After equilibration, the gel piece that contains the protein is placed in a well of the "mapping gel," and, in the original protocol, overlaid with a solution of the appropriate proteinase in the same buffer. In later protocols, loading of the proteinase below the gel piece is suggested to avoid a variable depth of enzyme solution around the gel piece (2). Once a narrow stack has formed after the initial period of current, usually when the tracking dye (e.g., bromphenol blue) is approaching the bottom of the stacking gel, the power is turned off for 30 to 60 min. This is normally sufficient for the proteinase to cleave susceptible peptide bonds, which typically generates 10 to 20 fragments of 50- to 70-kDa proteins (1). It is crucial that the proteolytic enzyme is active in 0.1% SDS (up to 0.5% for in-solution digestions). Suitable enzymes are trypsin, a-chymotrypsin, and papain, in addition to the popular V8 proteinase from Staphylococcus aureus. All are added in proportions corresponding to an enzyme to substrate ratio in the range of 1:10 to 1:50 (w:w). After digestion, electrophoresis is resumed, and the resulting fragments are resolved, typically in a 15 or 20% acrylamide gel of the discontinuous type (Fig. 1). A unique proteolytic pattern is obtained for each protein substrate and for each individual proteinase. This discriminating feature makes Cleveland mapping useful as a tool for visually judging the similarity between proteins.

Figure 1. One-dimensional Cleveland maps of albumin (A,D,G), tubulin (B,E,H), and alkaline phosphatase (C,F,I), generated by cleavage with papain (A-C), Staphylococcus aureus V8 proteinase (D-F), and chymotrypsin (G-I), followed by SDS-PAGE in a 20% (w/v) acrylamide gel. Each combination of protein substrate and proteinase gives a unique pattern.

One-dimensional Cleveland maps of albumin (A,D,G), tubulin (B,E,H), and alkaline phosphatase (C,F,I), generated by cleavage with papain (A-C), Staphylococcus aureus V8 proteinase (D-F), and chymotrypsin (G-I), followed by SDS-PAGE in a 20% (w/v) acrylamide gel.

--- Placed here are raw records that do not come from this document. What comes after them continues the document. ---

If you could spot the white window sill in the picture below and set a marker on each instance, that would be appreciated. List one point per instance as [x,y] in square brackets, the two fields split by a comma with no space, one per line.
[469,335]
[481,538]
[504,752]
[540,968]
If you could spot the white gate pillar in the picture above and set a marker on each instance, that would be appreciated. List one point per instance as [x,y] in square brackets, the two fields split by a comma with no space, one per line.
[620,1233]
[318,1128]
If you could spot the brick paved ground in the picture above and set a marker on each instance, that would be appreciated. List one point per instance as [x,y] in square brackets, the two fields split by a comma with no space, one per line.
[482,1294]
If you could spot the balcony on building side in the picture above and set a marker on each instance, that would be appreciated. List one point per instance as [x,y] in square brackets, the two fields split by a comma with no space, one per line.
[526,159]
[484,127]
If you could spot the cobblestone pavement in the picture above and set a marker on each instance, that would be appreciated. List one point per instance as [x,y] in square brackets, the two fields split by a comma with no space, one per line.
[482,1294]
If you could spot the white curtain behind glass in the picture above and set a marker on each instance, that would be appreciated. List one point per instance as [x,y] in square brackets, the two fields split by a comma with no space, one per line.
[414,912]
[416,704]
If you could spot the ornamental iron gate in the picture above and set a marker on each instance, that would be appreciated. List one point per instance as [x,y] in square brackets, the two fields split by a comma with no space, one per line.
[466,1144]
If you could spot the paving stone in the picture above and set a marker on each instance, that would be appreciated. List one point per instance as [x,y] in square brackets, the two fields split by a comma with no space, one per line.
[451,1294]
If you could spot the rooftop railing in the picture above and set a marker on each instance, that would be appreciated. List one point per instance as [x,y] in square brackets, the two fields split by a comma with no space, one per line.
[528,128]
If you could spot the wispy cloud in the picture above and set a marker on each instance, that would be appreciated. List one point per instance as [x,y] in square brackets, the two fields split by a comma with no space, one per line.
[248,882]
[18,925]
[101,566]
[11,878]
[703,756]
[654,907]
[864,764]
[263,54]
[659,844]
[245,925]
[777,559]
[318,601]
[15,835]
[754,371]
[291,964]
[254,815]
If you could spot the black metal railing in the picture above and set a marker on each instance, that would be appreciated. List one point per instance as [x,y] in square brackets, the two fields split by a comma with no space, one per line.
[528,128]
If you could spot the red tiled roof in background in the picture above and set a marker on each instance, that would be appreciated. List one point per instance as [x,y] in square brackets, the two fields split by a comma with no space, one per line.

Each combination of protein substrate and proteinase gives a unique pattern.

In addition to enzymes, specific chemical cleavage is employed where the protein substrate within a gel is treated in a test tube. Suitable reagents are cyanogen bromide for cleavage after methionine residues, #-chlorosuccinimide for cleavage at tryptophan, hydroxylamine for cleavage at Asn-Gly peptide bonds, and formic acid for cleavage at Asp-Pro bonds. As for the size of the protein substrates, the method is generally applicable to polypeptide chains in the range 10 to 100 kDa.

Peptide fragments smaller than 10 kDa are difficult to resolve into informative peptide maps, although separating such small peptides is possible by using different SDS-PAGE systems. An alternative is to recover small fragments separately by size exclusion chromatography for subsequent peptide mapping by reverse-phase HPLC. This can be useful also for proteins large than 10 kDa in order not to waste small fragments (5).